Four years from the night my world collapsed, my life was slowly getting back on track. I had a tolerable call centre job where my boss liked me and protected me from the senior managers who did not. I started bicycling to work and the blubber started to melt away. Charles seemed likely to get parole. I started wondering if I should start writing seriously instead of writing fluff for pin money.

I put a notepad in my cubicle and started sketching out ideas for a novel in between redeeming customers’ credit card reward points. Thanks to Charles’s stories from clink, and what I’d witnessed on prison visits, I had plenty of material.

I was particularly troubled by the children and teenagers I saw on prison visits. Many of the babies looked unhealthy, with eyes that reflected worried puzzlement. Some of the toddlers were abnormally still, as if they were afraid of being hit if they moved. The most heartbreaking were the children in the care of junkie mothers. I still remember two blond angels who were so hungry for attention that they ran up to me, grabbed hold of my hands, and engaged me in conversation (their mother was busy telling another junkie that she’d bought some 'stuff' off so-and-so).
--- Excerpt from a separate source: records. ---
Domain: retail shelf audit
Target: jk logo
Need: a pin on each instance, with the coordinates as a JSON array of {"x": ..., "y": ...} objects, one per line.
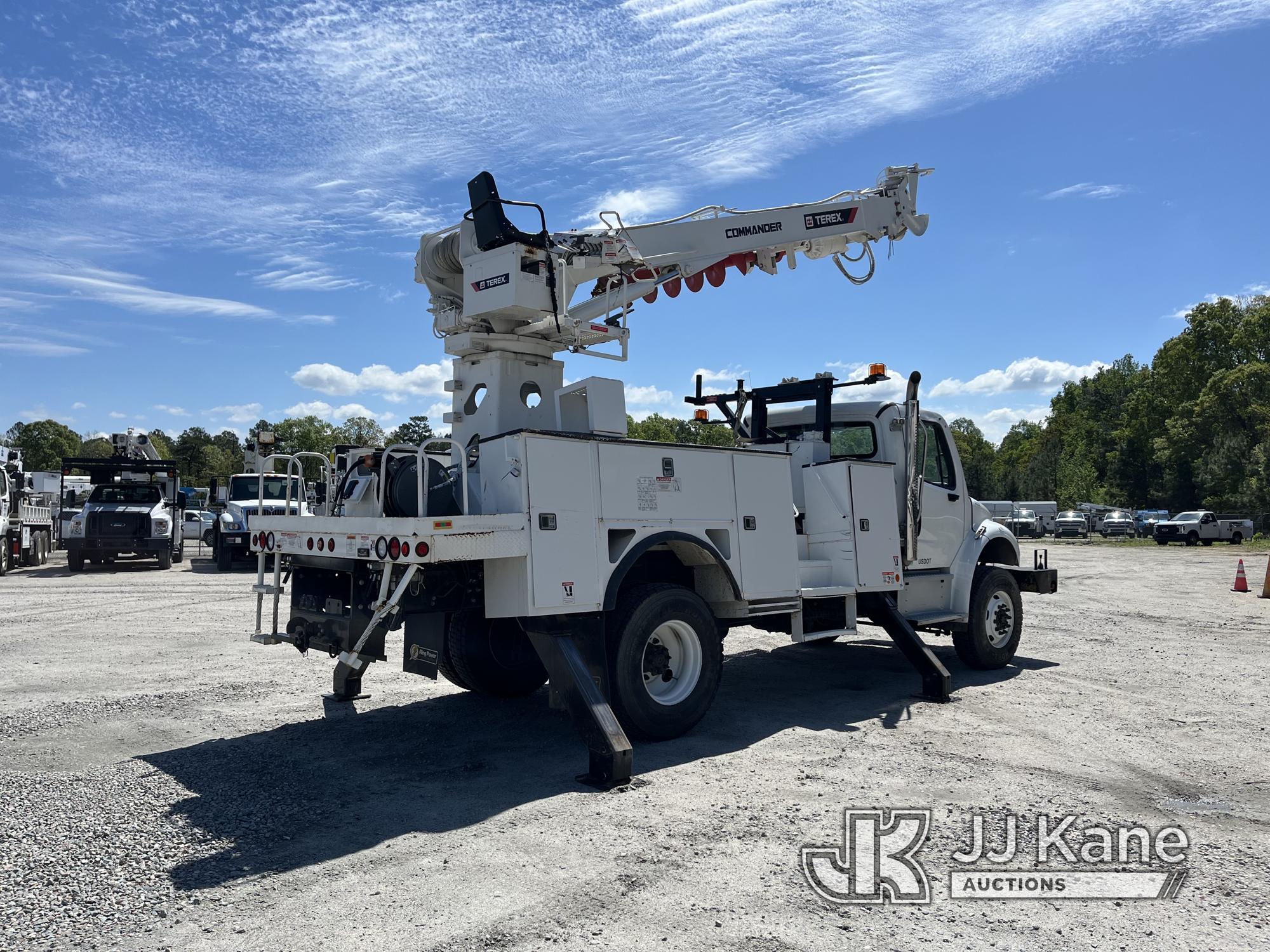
[{"x": 876, "y": 863}]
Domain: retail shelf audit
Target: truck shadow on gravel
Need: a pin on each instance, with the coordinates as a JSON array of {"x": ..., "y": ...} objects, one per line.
[{"x": 331, "y": 788}]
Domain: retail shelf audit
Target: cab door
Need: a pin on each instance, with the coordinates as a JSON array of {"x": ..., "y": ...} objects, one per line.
[{"x": 946, "y": 502}]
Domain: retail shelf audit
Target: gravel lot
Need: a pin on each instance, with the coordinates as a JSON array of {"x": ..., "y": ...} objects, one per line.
[{"x": 170, "y": 785}]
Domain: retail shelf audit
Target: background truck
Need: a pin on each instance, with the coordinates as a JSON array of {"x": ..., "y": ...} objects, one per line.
[
  {"x": 1073, "y": 524},
  {"x": 544, "y": 545},
  {"x": 1203, "y": 527},
  {"x": 258, "y": 492},
  {"x": 134, "y": 510},
  {"x": 1118, "y": 522},
  {"x": 26, "y": 516},
  {"x": 1046, "y": 512}
]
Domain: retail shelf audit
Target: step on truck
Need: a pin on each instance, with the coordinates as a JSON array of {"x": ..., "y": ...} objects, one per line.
[
  {"x": 538, "y": 544},
  {"x": 135, "y": 508},
  {"x": 26, "y": 516},
  {"x": 1202, "y": 527}
]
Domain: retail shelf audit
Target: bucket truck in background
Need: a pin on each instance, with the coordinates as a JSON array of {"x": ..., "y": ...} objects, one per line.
[
  {"x": 135, "y": 507},
  {"x": 539, "y": 544}
]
What becomes of a child whose father is in jail and whose mother is incompetent or absent? This question, which haunted me like the faces of those two children, became the basis for Riggs Crossing.

I started writing in the first person, thinking of the faces of the kids I’d seen to try to find the right voice. I remembered the desperately unhappy-looking sixteen-year-old girl who’d been tasked with holding her mother’s youngest baby. Mum was too busy being lovey-dovey with her much-younger gangster boyfriend to tend to the baby or her four other children.

I thought of the teenage girl with razor-sharp cheekbones and eyes like cold blue steel, her curly hair scraped back into a tight bun. I wondered about the morbidly obese kid who’d been clothed by someone who thought it was fine to let a ten-year-old wear a t-shirt featuring a pro wrestler giving the finger with both hands.

A single voice emerged as the narrator of Riggs Crossing, and the other faces became supporting characters.

Charles was released on parole, I quit call centres, and Riggs Crossing made the rounds of the publishers. The book found a home at the sixth publisher I sent it to.

Charles tended bar at my book launch, at which one of the guests was a friend who’d been made into a character in the book. As I signed copies and gave a reading for my guests, I wished that those prison visit kids who’d inspired my novel could be there. It would be my dearest wish that they someday read my book.